実施例4と同様に、硫酸アルミニウム水溶液(Al2O3として10%)に炭酸水素アンモニウム水溶液(NH3として5%)をpHが8.0になるまでゆっくり添加して反応させた後、限外洗浄によってAl2O3として10%のアルミナ水和物ゲルを得た。このゲル100質量部に対し88%乳酸16質量部を反応させて、塩基性乳酸アルミニウム水溶液(Al2O3濃度=8.6%、乳酸/Al2O3のモル比=1.6、pH4.5、EC1.5mS/cm、粘度3.4mPa・s、透過率99%)を作製した。この水溶液の乾燥物の粉末X線回折分析よりアモルファスであることが確認できた。また、この水溶液を限外ろ過膜でろ過した際のろ過漏れ率は65質量%であった。さらに、ろ過前の塩基性アルミニウム水溶液を50℃で保存したところ、2週間程度で反応容器底部に沈殿物の発生が認められた。
Claims (5)
- 有機酸とアルミナ水和物とアルカリ剤とを混合、加熱することを特徴とする、pH5.5〜9のアルミナコロイド含有水溶液の製造方法。
但し、前記アルミナコロイド含有水溶液中の、有機酸のモル数と該有機酸中のカルボキシル基数との積(A)と、Al2O3のモル数(B)が、A/B=1.0〜2.0の範囲である。 - 塩基性有機酸アルミニウム水溶液とアルカリ剤とを混合することを特徴とする、pH5.5〜9のアルミナコロイド含有水溶液の製造方法。

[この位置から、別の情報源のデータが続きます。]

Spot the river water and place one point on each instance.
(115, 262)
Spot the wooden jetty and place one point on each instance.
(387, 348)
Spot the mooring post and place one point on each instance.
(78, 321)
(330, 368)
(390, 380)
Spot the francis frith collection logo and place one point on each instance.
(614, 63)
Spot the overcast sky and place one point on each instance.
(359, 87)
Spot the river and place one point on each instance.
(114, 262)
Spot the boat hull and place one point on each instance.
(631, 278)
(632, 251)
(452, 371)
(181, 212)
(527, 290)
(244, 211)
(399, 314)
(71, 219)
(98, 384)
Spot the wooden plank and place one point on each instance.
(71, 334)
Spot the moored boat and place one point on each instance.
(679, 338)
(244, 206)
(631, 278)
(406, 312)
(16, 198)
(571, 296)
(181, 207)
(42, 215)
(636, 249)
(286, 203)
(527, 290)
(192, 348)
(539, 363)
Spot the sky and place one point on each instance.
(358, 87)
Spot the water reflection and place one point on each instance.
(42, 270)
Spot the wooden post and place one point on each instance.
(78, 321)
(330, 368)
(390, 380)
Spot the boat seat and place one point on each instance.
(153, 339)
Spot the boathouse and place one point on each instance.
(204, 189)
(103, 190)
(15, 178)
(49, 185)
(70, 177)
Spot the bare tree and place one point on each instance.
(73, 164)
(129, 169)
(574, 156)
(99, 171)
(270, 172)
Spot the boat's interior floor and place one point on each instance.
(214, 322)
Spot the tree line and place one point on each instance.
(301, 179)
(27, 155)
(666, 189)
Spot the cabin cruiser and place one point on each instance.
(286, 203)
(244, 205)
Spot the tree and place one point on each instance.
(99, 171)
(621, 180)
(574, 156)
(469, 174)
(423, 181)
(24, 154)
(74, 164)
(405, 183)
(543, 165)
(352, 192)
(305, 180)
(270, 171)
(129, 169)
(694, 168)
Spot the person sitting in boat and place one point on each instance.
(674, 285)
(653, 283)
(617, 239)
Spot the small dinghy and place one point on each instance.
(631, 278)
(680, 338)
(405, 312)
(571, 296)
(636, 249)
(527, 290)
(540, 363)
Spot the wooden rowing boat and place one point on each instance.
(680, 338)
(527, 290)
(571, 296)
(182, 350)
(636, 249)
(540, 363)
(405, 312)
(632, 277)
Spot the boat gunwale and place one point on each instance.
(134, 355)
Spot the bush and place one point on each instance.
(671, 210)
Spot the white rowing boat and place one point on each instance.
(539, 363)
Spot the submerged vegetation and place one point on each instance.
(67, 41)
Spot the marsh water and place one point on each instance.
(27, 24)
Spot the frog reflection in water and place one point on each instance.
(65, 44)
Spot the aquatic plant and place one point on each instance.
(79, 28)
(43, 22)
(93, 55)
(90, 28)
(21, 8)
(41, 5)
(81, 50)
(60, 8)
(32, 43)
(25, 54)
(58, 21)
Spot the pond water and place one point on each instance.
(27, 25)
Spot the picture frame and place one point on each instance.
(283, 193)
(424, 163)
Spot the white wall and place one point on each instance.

但し、前記アルミナコロイド含有水溶液中の、有機酸のモル数と該有機酸中のカルボキシル基数との積(A)と、Al2O3のモル数(B)が、A/B=1.0〜2.0の範囲である。 - 請求項1または2記載の製造方法によって得られたアルミナコロイド含有水溶液を、さらに70〜200℃で加熱することを特徴とするアルミナコロイド含有水溶液の製造方法。
- 請求項1〜3のいずれか1項記載の製造方法によって製造されたアルミナコロイド含有水溶液。
- 請求項4記載のアルミナコロイド含有水溶液を、分画分子量10000の限外ろ過膜でろ過した時の、ろ液中のAl2O3が、ろ過前の水溶液中のAl2O3に対して、5〜50質量%であるアルミナコロイド含有水溶液。